Re: [PATCH v2 bpf-next 1/3] bpf: Introduce bpf_timer
From: Alexei Starovoitov <hidden>
Date: 2021-06-16 16:52:58
Also in:
bpf
On Tue, Jun 15, 2021 at 10:54:40PM -0700, Andrii Nakryiko wrote:
It could be the case, of course. But let's try to think this through to the end before giving up. I think it's mostly because we are trying to be too clever with lockless synchronization.
imo your proposed code fits "too clever" too ;) Just a reminder that few emails ago you've argued about "obviously correct" approach, but now...

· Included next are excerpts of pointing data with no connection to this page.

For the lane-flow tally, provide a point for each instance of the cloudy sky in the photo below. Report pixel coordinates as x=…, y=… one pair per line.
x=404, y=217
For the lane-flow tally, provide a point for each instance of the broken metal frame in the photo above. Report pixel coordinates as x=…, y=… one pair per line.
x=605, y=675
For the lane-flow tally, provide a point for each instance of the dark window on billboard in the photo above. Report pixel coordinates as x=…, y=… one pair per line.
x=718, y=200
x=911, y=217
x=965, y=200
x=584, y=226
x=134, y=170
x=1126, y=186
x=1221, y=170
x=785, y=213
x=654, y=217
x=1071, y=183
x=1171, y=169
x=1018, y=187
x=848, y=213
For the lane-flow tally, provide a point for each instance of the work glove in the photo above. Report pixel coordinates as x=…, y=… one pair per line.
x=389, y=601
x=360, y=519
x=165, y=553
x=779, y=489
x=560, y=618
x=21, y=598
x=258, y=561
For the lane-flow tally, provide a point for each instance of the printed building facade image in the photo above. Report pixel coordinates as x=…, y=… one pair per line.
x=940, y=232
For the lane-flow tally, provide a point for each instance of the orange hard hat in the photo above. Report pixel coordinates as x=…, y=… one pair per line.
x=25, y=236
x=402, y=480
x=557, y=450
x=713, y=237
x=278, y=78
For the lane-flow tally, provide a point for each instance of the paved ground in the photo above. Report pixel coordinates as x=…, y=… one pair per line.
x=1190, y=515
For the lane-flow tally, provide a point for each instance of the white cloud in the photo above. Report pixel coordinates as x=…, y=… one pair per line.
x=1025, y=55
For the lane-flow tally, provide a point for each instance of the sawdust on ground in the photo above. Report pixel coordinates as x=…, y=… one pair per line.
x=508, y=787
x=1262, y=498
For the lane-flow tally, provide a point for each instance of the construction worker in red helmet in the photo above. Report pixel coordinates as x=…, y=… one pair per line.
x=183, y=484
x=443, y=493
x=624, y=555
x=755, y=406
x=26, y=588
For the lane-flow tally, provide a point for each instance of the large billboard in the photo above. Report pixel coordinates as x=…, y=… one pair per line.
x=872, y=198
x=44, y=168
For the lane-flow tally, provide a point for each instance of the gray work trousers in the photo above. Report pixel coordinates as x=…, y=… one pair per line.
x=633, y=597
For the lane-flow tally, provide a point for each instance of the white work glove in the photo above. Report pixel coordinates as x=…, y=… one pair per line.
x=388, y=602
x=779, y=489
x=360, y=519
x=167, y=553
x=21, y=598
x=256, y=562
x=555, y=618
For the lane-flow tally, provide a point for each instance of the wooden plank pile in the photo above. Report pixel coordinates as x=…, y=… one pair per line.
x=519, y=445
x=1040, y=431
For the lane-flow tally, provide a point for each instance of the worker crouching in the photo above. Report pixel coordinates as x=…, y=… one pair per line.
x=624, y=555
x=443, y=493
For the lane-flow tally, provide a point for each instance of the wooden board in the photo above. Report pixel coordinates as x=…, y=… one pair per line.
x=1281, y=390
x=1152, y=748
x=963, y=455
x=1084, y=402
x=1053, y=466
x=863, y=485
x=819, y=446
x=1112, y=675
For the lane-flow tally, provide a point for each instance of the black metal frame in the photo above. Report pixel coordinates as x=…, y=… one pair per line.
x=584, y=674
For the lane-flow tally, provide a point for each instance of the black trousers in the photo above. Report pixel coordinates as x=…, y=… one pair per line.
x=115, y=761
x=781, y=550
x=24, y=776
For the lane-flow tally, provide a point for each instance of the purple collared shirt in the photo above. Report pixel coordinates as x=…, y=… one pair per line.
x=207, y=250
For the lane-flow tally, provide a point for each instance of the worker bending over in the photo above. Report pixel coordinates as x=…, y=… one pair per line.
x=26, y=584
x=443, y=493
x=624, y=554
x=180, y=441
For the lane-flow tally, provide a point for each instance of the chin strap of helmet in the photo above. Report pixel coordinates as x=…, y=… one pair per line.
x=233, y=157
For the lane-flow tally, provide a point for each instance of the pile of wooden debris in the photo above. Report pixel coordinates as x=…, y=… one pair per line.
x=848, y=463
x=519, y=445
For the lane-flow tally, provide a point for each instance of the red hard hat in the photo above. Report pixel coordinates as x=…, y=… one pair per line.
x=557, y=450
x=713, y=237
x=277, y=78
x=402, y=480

I had a feeling that bpf_timer_cb needs to take lock as well. But once
we add that, refcounting becomes simpler and more deterministic, IMO.
Here's what I have in mind. I keep only important parts of the code,
so it's not a complete implementation. Please take a look below, I
left a few comments here and there.
struct bpf_hrtimer {
struct hrtimer timer;
struct bpf_map *map;
void *value;
struct bpf_prog *prog;
void *callback_fn;
/* pointer to that lock in struct bpf_timer_kern
* so that we can access it from bpf_timer_cb()
*/
struct bpf_spin_lock *lock;
};
BPF_CALL_5(bpf_timer_init, struct bpf_timer_kern *, timer, int, flags,
struct bpf_map *, map)
{
struct bpf_hrtimer *t;
int ret = 0;
____bpf_spin_lock(&timer->lock);
t = timer->timer;
if (t) {
ret = -EBUSY;
goto out;
}
/* allocate hrtimer via map_kmalloc to use memcg accounting */
t = bpf_map_kmalloc_node(map, sizeof(*t), GFP_ATOMIC, NUMA_NO_NODE);
if (!t) {
ret = -ENOMEM;
goto out;
}
t->value = (void *)timer /* - offset of bpf_timer inside elem */;
t->map = map;
t->timer.function = bpf_timer_cb;
/* we'll init them in bpf_timer_start */
t->prog = NULL;
t->callback_fn = NULL;
hrtimer_init(&t->timer, clockid, HRTIMER_MODE_REL_SOFT);
timer->timer = t;
out:
____bpf_spin_unlock(&timer->lock);
return ret;
}
BPF_CALL_2(bpf_timer_start, struct bpf_timer_kern *, timer, u64, nsecs,
void *, cb, struct bpf_prog *, prog)
{
struct bpf_hrtimer *t;
int ret = 0;
____bpf_spin_lock(&timer->lock);
t = timer->timer;
if (!t) {
ret = -EINVAL;
goto out;
}
/* doesn't matter what it returns, we just request cancellation */
hrtimer_try_to_cancel(&t->timer);
/* t->prog might not be the same as prog (!) */
if (prog != t->prog) {
/* callback hasn't yet dropped refcnt */
if (t->prog) /* if it's null bpf_timer_cb() is running and
will put it later */
bpf_prog_put(t->prog);
if (IS_ERR(bpf_prog_inc_not_zero(prog))) {
/* this will only happen if prog is still running (and
it's actually us),
* but it was already put to zero, e.g., by closing last FD,
* so there is no point in scheduling a new run
*/I have a bit of mind explosion here... everything will be alright.
t->prog = NULL;
t->callback_fn = NULL;
ret = -E_WE_ARE_SHUTTING_DOWN;
goto out;
}
} /* otherwise we keep existing refcnt on t->prog == prog */
/* potentially new combination of prog and cb */
t->prog = prog;
t->callback_fn = cb;
hrtimer_start(&t->timer, ns_to_ktime(nsecs), HRTIMER_MODE_REL_SOFT);
out:
____bpf_spin_unlock(&timer->lock);
return ret;
}
BPF_CALL_1(bpf_timer_cancel, struct bpf_timer_kern *, timer)
{
struct bpf_hrtimer *t;
int ret = 0;
____bpf_spin_lock(&timer->lock);
t = timer->timer;
if (!t) {
ret = -EINVAL;
goto out;
}
/* this part I still worry about due to possibility of cpu migration,
* we need to think if we should migrate_disable() in bpf_timer_cb()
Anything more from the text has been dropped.